The Beat picks up on it, and I probably should have spent some time with it, too. Humor's a bitch. I guess you could see the cartoon in question as obsidian-dark commentary lampooning a bigoted dad's excesses, but it's hard to get away with the ugly part of the humor no matter how you want to present that one. I guess I would go along with the "the cartoonist has the right to say that/the newspaper has a right to fire him" line of thinking. I'm not sure how it works that if if you think this is a firing offense the editors don't go, too. There are no really good answers here, though, only swift, decisive ones.

* Rob Clough on
Ralph Azham Vol. 1. Richard Pachter on
various comics. Jenna Sten on
The Infinite Wait.
*
this pulled quote is very interesting. I get the sentiment, and the branding of "nerd" is indeed one of the most horrible and depressing things to ooze from pop culture in the last 20 years. I'm the original critic of the modern comics community's Team Comics excesses, but I don't think that means an arts community isn't valuable or even necessary in a lot of ways. Or at least useful. I hope to write about this at some point, but I think the failures come less from the idea of an arts community as applied to comics, but what that means, particularly when it tries to encompass the omelet-style folding-in of commercial goals.
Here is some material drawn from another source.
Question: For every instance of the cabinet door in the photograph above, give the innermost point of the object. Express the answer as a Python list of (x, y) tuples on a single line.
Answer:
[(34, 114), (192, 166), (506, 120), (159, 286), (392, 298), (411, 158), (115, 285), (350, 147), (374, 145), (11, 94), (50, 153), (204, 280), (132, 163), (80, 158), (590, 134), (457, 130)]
* I'm not saying anything that isn't obvious, but wouldn't it be cool if
Kate Beaton become linked to history and the study of history in a wider sense the way that, say, the
PvP guys are linked to gaming culture? And by cool, I mean cool for those of us that love history. That probably wouldn't be cool for Kate at all.
* Matt Maxwell tweeted over a link to
this collection of Vietnam-era helicopter nose art, a gallery that includes a few comics characters.
* I admire the decision explained
here to no longer accept comp. copies for the reason you're unable to put them to effective use. The only way comics ever stops being soaked in exploitation is a million such decisions, starting with your own circle of influence.
* finally, Drew Friedman shares
his personal collection of MAD-artist inscriptions.